Tight alternating knot constant
Description of constant
$C_{22b} = b_{o}$ is the largest constant for which one has an inequality \(L \geq b_{o} C\) for all knots that admit an alternating diagram, where $L$ is the ropelength of a knot (or link) with crossing number $C$. The ropelength $L$ is the infimum over all embeddings of the knot (or link) of the ratio of the contour length of the knot to its thickness. The thickness is defined as the radius of the smallest circle that passes through any three points on the knot (where collinear points yield an infinite radius). Colloquially, the ropelength is the least amount of rope required to tie a specific knot in a rope of unit radius. See [CKS2002] for the full definition.
Known upper bounds
Upper bounds are typically found by constructing alternating torus knots or links and minimizing the parameters of their construction.
| Bound | Reference | Comments |
|---|---|---|
| 8.50 | [O2013] | Double helix |
| 7.63 | [Huh2018] | Four-strand superhelix |
| $1+\pi\sqrt{4+\frac{1}{\pi^2}}\approx 7.36$ | [Klotz2021] | Wrapped circle |
| 7.31 | [Kim2024] | Asymmetric double helix |
Known lower bounds
| Bound | Reference | Comments |
|---|---|---|
| $\frac{1}{59.5}\approx 0.017$ | [Diao2024] | First proof of positivity |
Additional comments
- There is also a convention where the ropelength is defined relative to a unit-diameter rope, but unit-radius is more common.

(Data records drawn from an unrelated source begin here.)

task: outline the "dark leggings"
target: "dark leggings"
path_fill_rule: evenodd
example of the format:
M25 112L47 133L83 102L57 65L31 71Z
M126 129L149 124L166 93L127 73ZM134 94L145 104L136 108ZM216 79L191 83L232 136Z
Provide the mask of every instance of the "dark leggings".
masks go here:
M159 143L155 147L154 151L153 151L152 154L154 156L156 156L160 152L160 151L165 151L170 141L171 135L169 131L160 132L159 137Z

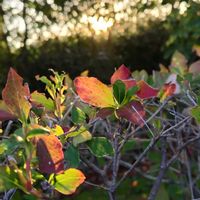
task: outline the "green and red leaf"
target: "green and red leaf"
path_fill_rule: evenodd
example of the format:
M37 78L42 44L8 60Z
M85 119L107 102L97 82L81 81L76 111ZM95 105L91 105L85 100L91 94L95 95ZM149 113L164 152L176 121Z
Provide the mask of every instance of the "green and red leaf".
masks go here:
M115 106L111 88L93 77L77 77L76 92L85 103L104 108Z
M64 170L64 153L62 143L54 135L35 137L36 155L42 173L61 173Z
M26 120L29 116L31 104L28 85L23 85L23 79L11 68L8 79L2 92L2 98L9 112L19 119Z
M139 101L131 101L116 111L119 117L125 118L133 124L142 126L144 124L145 110Z
M110 82L114 84L117 80L126 80L131 77L131 71L125 66L121 65L111 76Z
M167 97L172 96L176 91L176 84L175 83L166 83L159 96L160 96L160 101L165 100Z
M140 99L154 98L158 94L158 89L151 87L143 80L138 81L137 85L140 89L136 94Z
M55 175L49 182L58 192L69 195L73 194L84 180L85 176L80 170L70 168L62 174Z

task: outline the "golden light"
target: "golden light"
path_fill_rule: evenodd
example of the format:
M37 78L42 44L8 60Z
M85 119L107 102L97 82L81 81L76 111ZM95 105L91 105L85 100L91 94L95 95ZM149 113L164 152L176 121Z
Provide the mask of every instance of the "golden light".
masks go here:
M106 20L103 17L93 16L88 17L87 20L97 35L106 32L113 25L113 19Z

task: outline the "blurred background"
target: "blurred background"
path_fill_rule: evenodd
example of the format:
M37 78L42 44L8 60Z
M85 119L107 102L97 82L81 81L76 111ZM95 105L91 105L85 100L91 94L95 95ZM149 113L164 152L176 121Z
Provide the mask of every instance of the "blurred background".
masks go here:
M48 68L104 82L114 68L151 72L175 50L195 59L199 0L0 0L0 88L14 67L37 89Z

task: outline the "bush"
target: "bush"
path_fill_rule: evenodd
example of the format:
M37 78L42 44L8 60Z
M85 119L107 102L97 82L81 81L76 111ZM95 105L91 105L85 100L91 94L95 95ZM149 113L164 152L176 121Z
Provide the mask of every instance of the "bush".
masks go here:
M11 68L0 107L2 198L87 199L91 187L101 199L199 198L199 71L179 52L153 75L122 65L109 86L51 70L36 77L46 96Z

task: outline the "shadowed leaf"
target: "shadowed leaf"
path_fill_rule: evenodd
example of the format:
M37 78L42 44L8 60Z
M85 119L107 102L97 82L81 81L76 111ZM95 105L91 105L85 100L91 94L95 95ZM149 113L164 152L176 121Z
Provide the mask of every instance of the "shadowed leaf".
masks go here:
M110 82L114 84L117 80L126 80L131 76L130 70L125 66L121 65L112 75Z
M148 85L145 81L139 81L137 85L140 89L136 94L140 99L153 98L158 94L158 90Z
M87 142L90 151L97 157L113 155L113 147L105 137L93 137Z
M27 85L23 85L23 79L14 69L10 69L2 98L9 112L19 117L22 121L28 118L31 105L28 101L30 97Z
M64 173L52 177L49 182L60 193L69 195L74 193L84 180L85 176L80 170L70 168Z
M143 125L143 117L145 111L142 104L139 101L131 101L124 107L116 111L119 117L125 118L133 124Z
M36 154L42 173L60 173L64 170L62 144L54 135L41 135L36 139Z

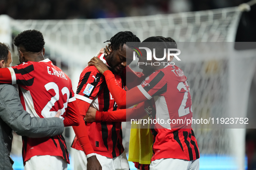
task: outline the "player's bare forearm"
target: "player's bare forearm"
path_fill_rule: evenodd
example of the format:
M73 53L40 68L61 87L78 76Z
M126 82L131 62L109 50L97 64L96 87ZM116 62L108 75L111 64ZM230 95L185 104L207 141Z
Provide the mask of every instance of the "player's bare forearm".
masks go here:
M103 122L130 121L131 119L139 119L146 114L144 110L144 102L142 102L130 109L109 112L97 111L95 120L95 121Z
M87 170L101 170L102 167L96 156L87 158Z
M12 84L12 75L8 68L0 69L0 84ZM14 72L13 73L15 74ZM16 76L14 75L14 76Z
M77 106L76 101L68 104L68 107L63 121L65 127L77 126L80 124L80 114Z

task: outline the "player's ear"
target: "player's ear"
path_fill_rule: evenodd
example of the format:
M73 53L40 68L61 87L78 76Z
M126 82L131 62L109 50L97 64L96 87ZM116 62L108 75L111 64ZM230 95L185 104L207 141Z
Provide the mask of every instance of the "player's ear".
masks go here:
M3 64L4 63L4 60L0 60L0 68L3 68Z
M168 60L168 62L170 62L172 61L172 60L173 60L173 57L174 57L174 56L170 56L170 60Z
M43 56L45 56L45 47L43 48L43 50L42 50L42 54L43 54Z

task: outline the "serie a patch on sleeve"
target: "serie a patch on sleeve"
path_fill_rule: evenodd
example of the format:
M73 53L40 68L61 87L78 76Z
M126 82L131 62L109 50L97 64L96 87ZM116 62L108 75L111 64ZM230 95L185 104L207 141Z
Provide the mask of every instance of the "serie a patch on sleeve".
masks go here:
M90 96L91 93L91 91L93 89L93 88L94 87L94 85L91 85L90 83L88 83L85 88L84 88L84 90L83 93L84 93L85 95L87 95L87 96Z

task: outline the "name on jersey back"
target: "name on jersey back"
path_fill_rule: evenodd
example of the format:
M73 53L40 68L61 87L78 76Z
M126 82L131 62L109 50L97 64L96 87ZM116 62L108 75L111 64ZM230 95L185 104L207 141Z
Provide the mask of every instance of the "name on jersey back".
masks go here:
M50 67L47 66L47 71L48 72L48 74L51 75L56 76L58 77L60 77L61 78L68 80L64 73L61 71L56 70L52 67Z

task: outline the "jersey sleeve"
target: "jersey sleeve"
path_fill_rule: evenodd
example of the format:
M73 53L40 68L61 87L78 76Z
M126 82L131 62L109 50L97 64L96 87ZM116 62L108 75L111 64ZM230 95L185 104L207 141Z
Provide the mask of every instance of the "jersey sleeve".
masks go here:
M114 75L111 71L106 71L103 75L108 89L120 108L129 107L147 100L137 87L126 92L118 85Z
M167 84L164 73L161 71L153 72L137 87L148 99L166 91Z
M145 76L142 72L135 72L129 66L126 69L126 86L128 89L139 85L145 79Z
M78 126L73 126L73 129L83 151L86 155L87 155L95 153L90 142L87 129L84 120L84 116L90 107L90 104L80 99L77 100L77 104L79 112L81 113L81 123Z
M34 83L34 65L31 62L23 63L11 67L0 69L0 83L17 84L26 90Z
M0 69L0 83L16 84L16 76L12 67Z
M90 66L89 67L94 67ZM103 82L104 79L102 75L99 72L94 71L95 69L88 69L80 76L78 85L75 94L76 98L91 104L99 91L104 87Z

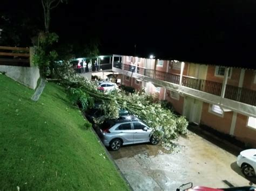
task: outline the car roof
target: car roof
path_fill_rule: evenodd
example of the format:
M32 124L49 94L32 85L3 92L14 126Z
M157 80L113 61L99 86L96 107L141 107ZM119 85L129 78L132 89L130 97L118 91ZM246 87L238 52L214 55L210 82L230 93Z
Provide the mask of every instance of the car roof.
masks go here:
M116 84L116 83L111 82L100 82L101 84L104 84L104 83L108 83L108 84Z
M132 115L127 115L119 116L118 119L113 119L112 121L114 122L115 124L117 124L130 122L140 122L140 120L139 120L134 116L133 116Z

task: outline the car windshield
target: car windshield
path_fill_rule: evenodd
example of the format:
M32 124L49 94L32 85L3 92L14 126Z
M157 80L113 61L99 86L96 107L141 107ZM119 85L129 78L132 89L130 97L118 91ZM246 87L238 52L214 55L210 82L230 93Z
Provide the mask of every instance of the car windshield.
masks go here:
M103 124L99 125L99 128L102 130L109 129L114 125L114 122L110 120L103 122Z

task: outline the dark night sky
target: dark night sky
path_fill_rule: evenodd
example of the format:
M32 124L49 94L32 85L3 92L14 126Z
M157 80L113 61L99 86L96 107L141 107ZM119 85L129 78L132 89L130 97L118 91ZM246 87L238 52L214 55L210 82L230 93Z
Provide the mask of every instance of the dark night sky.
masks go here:
M6 2L4 11L42 18L39 0ZM136 44L138 56L256 68L255 0L69 0L52 18L60 42L97 37L102 54L134 55Z

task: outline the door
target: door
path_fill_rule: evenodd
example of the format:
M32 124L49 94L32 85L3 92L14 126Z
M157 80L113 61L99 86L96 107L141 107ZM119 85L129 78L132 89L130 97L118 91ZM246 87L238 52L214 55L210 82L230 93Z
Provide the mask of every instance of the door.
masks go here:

- Non-alternating knots have a three-quarter power lower bound, discussed in 22a.
References
- [CKS2002] Cantarella, Jason; Kusner, Robert B.; Sullivan, John M. On the minimum ropelength of knots and links. Invent. Math. 150, No. 2, 257-286 (2002).
- [Diao2024] Diao, Yuanan. The ropelength conjecture of alternating knots. Mathematical Proceedings of the Cambridge Philosophical Society. Vol. 177. No. 2. Cambridge University Press, 2024.
- [Olsen2013] Olsen, Kasper W., and Jakob Bohr. A principle for ideal torus knots. Europhysics Letters 103.3 (2013): 30002.
- [Huh2018] Huh, Youngsik, Hyoungjun Kim, and Seungsang Oh. Ropelength of superhelices and (2, n)-torus knots. Journal of Physics A: Mathematical and Theoretical 51.48 (2018): 485203.
- [Klotz2021] Klotz, Alexander R., and Matthew Maldonado. The ropelength of complex knots. Journal of Physics A: Mathematical and Theoretical 54.44 (2021): 445201.
- [Kim2024] Kim, Hyoungjun, Seungsang Oh, and Youngsik Huh. Efficiency of non-identical double helix patterns in minimizing ropelength of torus knots. Physica Scripta 99.7 (2024): 075240.